Down the macadamized slopes we thundered at a prodigious pace; up the
hills we trotted with six horses, three abreast; madly through the
little towns we burst, like a whirlwind, crashing across the pebbled
streets, and out upon the broad, smooth road again. Before we had well
considered the fact that we were out of Lyons, we stopped to change
horses. Done in a jiffy; and whoop, crick, crack, whack, rumble, bump,
whirr, whisk, away we blazed, till, ere we knew it, another change,
and another.
"Really, H.," said I, "this is not slow. The fact is, we are going
ahead. _I_ call this travelling - never was so comfortable in my
life."
"Nor I," quoth she. "And, besides, we are unwinding the Rhone all
along."
And, sure enough, we were; ever and anon getting a glimpse of him
spread mazily all abroad in some beautiful vale, like a midguard
anaconda done in silver.
At Nantua, a sordid town, with a squalid inn, we dined, at two,
deliciously, on a red shrimp soup; no, not soup, it was a
_potage_; no, a stew; no, a creamy, unctuous mess, muss, or
whatever you please to call it. Sancho Panza never ate his olla
podrida with more relish. Success to mine host of the jolly inn of
Nantua!
Then we thunderbolted along again, shot through a grim fortress,
crossed a boundary line, and were in Switzerland. Vive Switzerland!
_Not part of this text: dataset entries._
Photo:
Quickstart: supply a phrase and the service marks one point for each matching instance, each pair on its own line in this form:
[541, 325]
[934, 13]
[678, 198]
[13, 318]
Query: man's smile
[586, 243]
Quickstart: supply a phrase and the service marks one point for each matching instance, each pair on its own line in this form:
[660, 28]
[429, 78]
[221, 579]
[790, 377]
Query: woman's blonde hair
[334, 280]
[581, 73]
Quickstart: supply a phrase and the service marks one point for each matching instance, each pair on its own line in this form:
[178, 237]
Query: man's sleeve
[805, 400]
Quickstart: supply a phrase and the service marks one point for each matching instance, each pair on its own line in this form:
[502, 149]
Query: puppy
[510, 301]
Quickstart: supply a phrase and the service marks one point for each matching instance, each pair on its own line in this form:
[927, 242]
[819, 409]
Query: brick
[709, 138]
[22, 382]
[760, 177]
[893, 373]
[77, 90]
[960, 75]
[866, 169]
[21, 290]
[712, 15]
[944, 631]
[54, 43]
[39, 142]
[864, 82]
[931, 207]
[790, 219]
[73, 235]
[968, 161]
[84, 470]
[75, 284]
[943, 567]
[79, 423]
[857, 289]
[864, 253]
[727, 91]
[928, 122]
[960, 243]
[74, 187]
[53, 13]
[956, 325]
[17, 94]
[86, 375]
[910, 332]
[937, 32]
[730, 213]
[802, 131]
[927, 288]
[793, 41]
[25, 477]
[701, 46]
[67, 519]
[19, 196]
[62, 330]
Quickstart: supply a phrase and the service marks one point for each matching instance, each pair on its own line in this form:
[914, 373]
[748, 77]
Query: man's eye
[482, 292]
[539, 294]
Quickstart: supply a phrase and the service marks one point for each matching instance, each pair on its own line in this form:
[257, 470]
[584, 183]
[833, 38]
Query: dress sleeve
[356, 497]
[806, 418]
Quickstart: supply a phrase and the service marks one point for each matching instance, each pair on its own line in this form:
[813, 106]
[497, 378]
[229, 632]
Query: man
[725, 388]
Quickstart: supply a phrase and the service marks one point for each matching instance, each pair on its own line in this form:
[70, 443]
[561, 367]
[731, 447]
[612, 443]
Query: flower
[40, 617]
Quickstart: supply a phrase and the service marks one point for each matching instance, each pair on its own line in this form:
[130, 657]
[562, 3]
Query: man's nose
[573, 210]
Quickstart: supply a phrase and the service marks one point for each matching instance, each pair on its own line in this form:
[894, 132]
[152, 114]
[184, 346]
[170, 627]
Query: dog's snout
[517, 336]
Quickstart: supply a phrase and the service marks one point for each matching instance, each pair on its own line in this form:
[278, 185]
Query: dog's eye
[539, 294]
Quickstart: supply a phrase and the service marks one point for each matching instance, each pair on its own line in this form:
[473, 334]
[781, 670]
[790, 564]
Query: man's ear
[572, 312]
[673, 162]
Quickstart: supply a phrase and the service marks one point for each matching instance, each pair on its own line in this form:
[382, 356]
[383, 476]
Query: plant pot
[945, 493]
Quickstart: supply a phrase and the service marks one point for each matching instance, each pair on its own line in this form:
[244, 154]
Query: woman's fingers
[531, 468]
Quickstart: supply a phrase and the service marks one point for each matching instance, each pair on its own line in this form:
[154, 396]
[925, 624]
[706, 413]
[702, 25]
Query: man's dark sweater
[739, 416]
land of Alps, glaciers, and freemen!
As evening drew on, a wind sprang up, and a storm seemed gathering on
the Jura. The rain dashed against the panes of the berime, as we rode
past the grim-faced monarch of the "misty shroud." A cold wind went
sweeping by, and the Rhone was rushing far below, discernible only in
the distance as a rivulet of flashing foam.